Good skis are an expression of art. We all know the classics, the Pollard skis (green tree SFB will always be my favorite), the Bentchetlers, evolving and maturing in style, Schmies, weaving his mad tales across scores of classic skis, and of course, the Moment Bibby saga. But topsheet art is just the obvious tip of the much larger iceberg.

Every tiny aspect of a ski’s design and construction adds up to the sum whole of the experience it delivers. A well-designed ski delivers that experience through every turn. I’m a little burnt out on slo-mo shots of Pollard shaping surfboards in a dimly lit garage, but if that’s what it takes for his skis to feel as fun as they do, I’m in. Ski builders and designers are creating paintbrushes, and then they release thousands of them out into the world for us to spray our grafiti or masterpieces all over the mountains.

And beyond that, the athletes on a ski shape our perception of it. Would we all have tried a bunch of 180’s into powder if IDEA hadn’t ever come out? How much of the overall Hellbent experience do we have to thank Andy and Pep for? Pollard showed us how to ski a swallowtail. How much of the CRJ’s appeal was thanks to CR? It’s nearly impossible to separate the marketing from our experience, and that’s part of what makes it all so special.

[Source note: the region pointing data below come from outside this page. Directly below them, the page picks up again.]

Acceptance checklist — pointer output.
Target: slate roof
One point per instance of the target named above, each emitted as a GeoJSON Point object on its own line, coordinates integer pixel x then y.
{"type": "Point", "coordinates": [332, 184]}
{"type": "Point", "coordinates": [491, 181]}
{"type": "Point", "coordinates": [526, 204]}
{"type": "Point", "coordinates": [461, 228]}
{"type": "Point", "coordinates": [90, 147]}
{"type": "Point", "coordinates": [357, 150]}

All of that to say, before you’ve even mounted your bindings, skis are a lot more than a sandwich of wood and plastic.

Some of it comes from the investment, time and money, lusting after skis for so long, saving up for them, watching every edit, reading every review that they’re featured in. But most of it comes from the experiences skis help deliver.

I remember so clearly the first time I got an actual, real face shot without trying, just made a turn on a deep day, blasted out of it blind with unexpected euphoria. I remember glancing down at my skis, shocked, stoked that they’d helped make that happen. Later, someone didn’t close the rack after they took their snowboard out, and they flew off the car on the highway, exploding a binding and snapping a core. I kept them for four more years, displaying them prominently in every house I lived in.

I have a pair of Shreditor 112’s that came with me on my first trip to the Tetons, my first backflip, my first trip to Whistler, my first backcountry tour, my first solo tour, my first ski mountaineering day. I remember so clearly the three times I got in over my head on them, staring down past their topsheets on top of cliffs, wondering if I was going to die. Those images burn starkly in my mind. Now they’re beat up, riddled with core shots, too many mounting holes, but they’re still in the garage, waiting for the day when I can build a proper shrine to display them.

My first roommate in the Tetons had an old pair of PB&J’s on the wall, still stickered up. They carried the same weight for him, were full of memories, reminders of a different life in a different place.

Good apres bars always have ski decor, usually with some epic story behind them.

The shop I frequent has a pair of Tanner Hall’s skis displayed prominently, relics of some video part. You can look it up, go watch them smash pillows. They’re relics of a moment.

I almost feel like I should have a little checklist Sharpied onto the topsheet of my current touring skis: they’ve logged more summits and new descents and powder turns and technical lines than all my other pairs combined. Just a year in I’m already losing track of how many incredible days they’ve accompanied me on. They’re still going strong but when I finally replace them, they’ll live on the wall, reminders of that one day on the Middle Teton, that time it was just too deep Mail Cabin, that time we skied the Sliver, all the times, all the turns.

Drive through any mountain town and you’ll probably run into a ski fence or two. Every pair mounted there has a history, can trigger some fond reminiscence of long ago turns. Some folks prefer to cut their skis up, to make chairs out of them, or wine racks, repurposing them practically while still preserving the nostalgia. Me? I’m a wall ski guy. Mount them there between a pair of nails, somewhere where I can sit back and stare at them and let the memories gush over me. Sure, there’s some wood and plastic in there, but there’s a whole lot more than meets the eye.